Book - The Boy on the Shed by Paul Ferris

I started reading this at the same time as Spotlight on the Troubles documentary series started on BBC and the author's first-hand account eerily tallied with that.

His was a Catholic family of - I think - 5 siblings living on a protestant estate in Lisburn, just outside Belfast. You wouldn't know how close to the city they lived as the family rarely visited the place where the Troubles were centred.

He talks of his life in four themes: his mothers ill-health, the troubles, catholic and football. These four have been with him since childhood. He adored his mother and his parents adored each other. Wanting to keep his mother alive after her first heart attack became his obsession and if ever someone’s upbringing had a huge impact on his life, it was in this case. 

Ferris met his wife when she was just 14 and he was 15 and she immediately became a major part of his life. This felt like mother-replacement in case his mother died early. He needed them both while away having a few trials with English clubs including with Manchester United when really he preferred to be home keeping an on his mum. Eventually, encouraged by his parents, he left to sign for Newcastle. It was sometime after that Geraldine would follow him over and become his wife. 

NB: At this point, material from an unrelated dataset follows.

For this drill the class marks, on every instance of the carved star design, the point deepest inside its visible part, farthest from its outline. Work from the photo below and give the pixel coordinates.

You can easily divide the book into Northern Ireland and Newcastle and therefore his mum and her health and football and his own health.

I found myself throwing the book down in shock on occasion when reading graphic descriptions of how friends had been tortured before being killed. It’s not because I was ignorant of what went on, it’s because I want to be ignorant of the details. The description of realising his parents had been beaten up after being caught up in trouble after an evening in a pub is heartbreaking. Learning of his two brothers being held at gunpoint and told to stop seeing their protestant girlfriends is upsetting. The four of them soon fled to England. Not because we don’t know this went on, but because we do. And this book brings it home once again.

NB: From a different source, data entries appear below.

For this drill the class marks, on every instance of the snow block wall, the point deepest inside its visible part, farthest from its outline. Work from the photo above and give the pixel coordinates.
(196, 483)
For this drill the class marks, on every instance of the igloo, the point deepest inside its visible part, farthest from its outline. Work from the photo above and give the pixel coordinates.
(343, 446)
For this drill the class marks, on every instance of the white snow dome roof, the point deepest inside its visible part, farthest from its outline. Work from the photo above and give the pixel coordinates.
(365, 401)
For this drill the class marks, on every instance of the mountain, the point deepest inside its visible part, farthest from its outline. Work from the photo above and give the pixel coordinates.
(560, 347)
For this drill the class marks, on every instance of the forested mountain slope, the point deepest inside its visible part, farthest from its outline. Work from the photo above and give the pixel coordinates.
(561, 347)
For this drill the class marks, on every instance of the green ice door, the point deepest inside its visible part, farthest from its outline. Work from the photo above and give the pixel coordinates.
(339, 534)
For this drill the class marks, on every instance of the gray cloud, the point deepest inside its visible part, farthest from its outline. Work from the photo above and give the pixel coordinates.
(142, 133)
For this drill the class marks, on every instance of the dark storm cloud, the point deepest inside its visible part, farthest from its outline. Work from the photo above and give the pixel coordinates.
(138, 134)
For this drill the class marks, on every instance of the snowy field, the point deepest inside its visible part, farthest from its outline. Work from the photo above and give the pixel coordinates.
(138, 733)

If felt like a relief when he moved to England and after a very lonely crying-himself-to-sleep kind of start - the sort you’d as you’d expect from a home-boy. He just wanted to look after his mum and his young girlfriend but he grew to love Newcastle. He stayed there even after his short-lived spell as a professional footballer, which was so sadly marked by constant injury, He never did see his potential although did play with his boyhood hero Kevin Keegan and the likes of Paul ‘’Gazza’ Gascoigne. As can be seen from the front cover of the book, he counts Alan Shearer as a friend.

The most tragic thing is that his injuries seem to be associated with carrying heavy goods during a part job in childhood. It is interesting to read about old-school football, where they ate badly and generally disregarded their health - all unthinkable now.

I’m fascinated by and learnt so much about growing up with the Troubles and then then the footballing side that began for him aged 8. He learnt to get past players because he needed to just get the ball as a youngster.

I knew way before him that he could no longer cling to being her footballer - his body couldn't take it. The footballing career was almost over before it had begun but he loved the sport and became a physio. He loved Newcastle too which would explain why he took the huge gamble of losing his third career (and family’s home) as a barrister after Shearer came calling to get him back into football.

I’ve read a fair few football books and this one, with its history lesson and the medical perspective is full of soul and therefore elevates above all of those.